The Word of Reconcilation
I have been thinking about the word/concept of reconciliation of late. Really it is more like I have been bombarded with it than contemplating it, seeing its evolution in others as well as in my own relationships. One of my mentors long ago when we were faced with a crisis where brothers and sisters were on both sides of the debate asked whether we would be a community of faith or a community of truth. The tension between these poles can be quite taunt at times, and that tension sometimes causes things to snap.
Another mentor once told me its all about relationships. It is all about relationships. This is what holiness is. But so often holiness gets plugged into an equation something like this - right with God= right doctrine, without any regard to "right with Brothers/sisters." The world is populated with right people who are living lonely existences. The world is also populated with people who don't have all the right answers and maybe even some wrong ones who are living in solidarity with God precisely because they are in solidarity with those whom they commune with.
Don't get me wrong- right doctrine is very important. We must know what we believe. Yet one thing I read early this week is that Jesus did not have theology of healing; rather he healed people. As important it is to think things through and to work out our salvation with fear and trembling (intellectually) we must also work out our salvation in other ways, in ways that reflect a catholic spirit as Wesley encouraged.
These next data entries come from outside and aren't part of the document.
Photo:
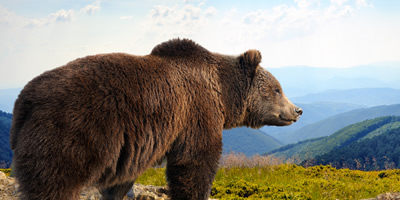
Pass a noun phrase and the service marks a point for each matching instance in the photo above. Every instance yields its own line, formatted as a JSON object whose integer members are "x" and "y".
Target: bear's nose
{"x": 298, "y": 110}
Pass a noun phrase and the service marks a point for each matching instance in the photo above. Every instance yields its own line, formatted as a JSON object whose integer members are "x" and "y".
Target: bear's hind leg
{"x": 190, "y": 173}
{"x": 116, "y": 192}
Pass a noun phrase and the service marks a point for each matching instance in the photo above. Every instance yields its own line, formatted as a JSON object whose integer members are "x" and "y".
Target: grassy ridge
{"x": 289, "y": 181}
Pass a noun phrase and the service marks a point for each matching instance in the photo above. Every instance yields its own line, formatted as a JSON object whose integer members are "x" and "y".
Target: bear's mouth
{"x": 283, "y": 118}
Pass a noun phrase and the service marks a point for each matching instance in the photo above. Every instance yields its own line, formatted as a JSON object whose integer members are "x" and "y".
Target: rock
{"x": 2, "y": 175}
{"x": 386, "y": 196}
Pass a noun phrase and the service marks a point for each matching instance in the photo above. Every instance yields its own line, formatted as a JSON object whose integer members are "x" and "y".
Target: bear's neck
{"x": 234, "y": 90}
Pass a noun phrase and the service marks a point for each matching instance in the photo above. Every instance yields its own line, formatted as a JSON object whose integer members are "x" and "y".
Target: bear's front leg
{"x": 116, "y": 192}
{"x": 191, "y": 169}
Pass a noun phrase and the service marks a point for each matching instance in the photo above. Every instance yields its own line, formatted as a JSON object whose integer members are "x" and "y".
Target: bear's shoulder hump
{"x": 179, "y": 48}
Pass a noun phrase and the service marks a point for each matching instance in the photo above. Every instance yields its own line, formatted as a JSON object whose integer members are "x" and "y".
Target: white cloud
{"x": 91, "y": 8}
{"x": 125, "y": 17}
{"x": 363, "y": 3}
{"x": 10, "y": 19}
{"x": 187, "y": 15}
{"x": 285, "y": 22}
{"x": 59, "y": 16}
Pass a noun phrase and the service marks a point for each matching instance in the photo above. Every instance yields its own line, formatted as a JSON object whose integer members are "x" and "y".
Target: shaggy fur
{"x": 102, "y": 120}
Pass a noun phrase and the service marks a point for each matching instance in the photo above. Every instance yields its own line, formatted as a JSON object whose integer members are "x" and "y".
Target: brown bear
{"x": 102, "y": 120}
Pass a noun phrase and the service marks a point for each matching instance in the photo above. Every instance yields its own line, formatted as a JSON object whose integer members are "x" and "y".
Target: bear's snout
{"x": 299, "y": 111}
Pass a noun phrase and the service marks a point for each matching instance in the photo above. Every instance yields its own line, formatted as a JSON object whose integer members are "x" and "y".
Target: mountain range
{"x": 298, "y": 81}
{"x": 248, "y": 141}
{"x": 5, "y": 149}
{"x": 331, "y": 148}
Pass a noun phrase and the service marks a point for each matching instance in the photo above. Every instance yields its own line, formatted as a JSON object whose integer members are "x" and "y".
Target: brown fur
{"x": 102, "y": 120}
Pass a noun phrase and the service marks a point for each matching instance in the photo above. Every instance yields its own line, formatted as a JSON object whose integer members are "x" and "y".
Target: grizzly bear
{"x": 102, "y": 120}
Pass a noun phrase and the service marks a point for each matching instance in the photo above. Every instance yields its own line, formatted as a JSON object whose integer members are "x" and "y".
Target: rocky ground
{"x": 8, "y": 188}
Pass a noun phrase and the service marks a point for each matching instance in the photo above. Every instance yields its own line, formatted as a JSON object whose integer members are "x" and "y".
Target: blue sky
{"x": 40, "y": 35}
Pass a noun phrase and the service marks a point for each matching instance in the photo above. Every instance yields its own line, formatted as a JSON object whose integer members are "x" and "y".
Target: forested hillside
{"x": 5, "y": 150}
{"x": 310, "y": 149}
{"x": 334, "y": 123}
{"x": 377, "y": 153}
{"x": 248, "y": 141}
{"x": 312, "y": 113}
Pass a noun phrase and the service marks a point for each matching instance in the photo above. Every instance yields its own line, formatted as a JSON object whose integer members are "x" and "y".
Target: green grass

We may not all think alike, but we can love alike is how he once put it, or something to that effect. How often we isolate ourselves from Brothers and Sisters who have gifts to give to us all because we do not think alike. R. G. Spurling was also concerned about how doctrine built walls between spiritual brothers and sisters. The lost link in the church was Christ's law of love. Since Nicea, according to Spurling, the church has become more and more concerned about right and wrong, who's in and out, then about showing love one to another. The Law of Love established by Christ had been supplanted with creeds and doctrines of men. I am a strong believer in doctrine, but it is hard to argue with the divisive nature the church has taken on in our day.